深度学习实战(二) 模型重用及冻结层

Transfer learning.

Create a new DNN that reuses all the pretrained hidden layers of the previous model, freezes them, and replaces the softmax output layer with a fresh new one.

Train this new DNN on digits 5 to 9, using only 100 images per digit, and time how long it takes. Despite this small number of examples, can you achieve high precision?

import tensorflow as tf
import numpy as np
from datetime import datetime
import os
import time

def shuffle_batch(X, y, batch_size):
    rnd_idx = np.random.permutation(len(X))
    n_batches = len(X) // batch_size
    for batch_idx in np.array_split(rnd_idx, n_batches):
        X_batch, y_batch = X[batch_idx], y[batch_idx]
        yield X_batch, y_batch

(X_train, y_train), (X_test, y_test) = tf.keras.datasets.mnist.load_data()
X_train = X_train.astype(np.float32).reshape(-1, 28*28) / 255.0
X_test = X_test.astype(np.float32).reshape(-1, 28*28) / 255.0
y_train = y_train.astype(np.int32)
y_test = y_test.astype(np.int32)
X_valid, X_train = X_train[:5000], X_train[5000:]
y_valid, y_train = y_train[:5000], y_train[5000:]

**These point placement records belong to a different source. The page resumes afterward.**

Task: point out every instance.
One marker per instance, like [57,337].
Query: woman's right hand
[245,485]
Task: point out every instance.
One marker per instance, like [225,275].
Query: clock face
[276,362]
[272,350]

X_train = X_train[y_train > 4]
y_train = y_train[y_train > 4]-5
X_valid = X_valid[y_valid > 4]
y_valid = y_valid[y_valid > 4]-5
X_test = X_test[y_test > 4]
y_test = y_test[y_test > 4]-5

rnd_idx = np.random.permutation(len(X_train))
rnd_idx = rnd_idx[0:100]
X_train = X_train[rnd_idx,:]
y_train = y_train[rnd_idx]

old_final_model_path = "./my_logreg_model"
old_final_model_meta = "./my_logreg_model.meta"
new_final_model_path = "./my_new_logreg_model"

learning_rate = 0.01

saver = tf.train.import_meta_graph(old_final_model_meta)

X = tf.get_default_graph().get_tensor_by_name("X:0")
y = tf.get_default_graph().get_tensor_by_name("y:0")
loss = tf.get_default_graph().get_tensor_by_name("loss/loss:0")
accuracy = tf.get_default_graph().get_tensor_by_name("eval/accuracy:0")

#Y_proba = tf.get_default_graph().get_tensor_by_name("dnn/Y_proba:0")
#logits = Y_proba.op.inputs[0]
#correct = tf.nn.in_top_k(logits, y, 1)
#accuracy = tf.reduce_mean(tf.cast(correct, tf.float32), name="accuracy")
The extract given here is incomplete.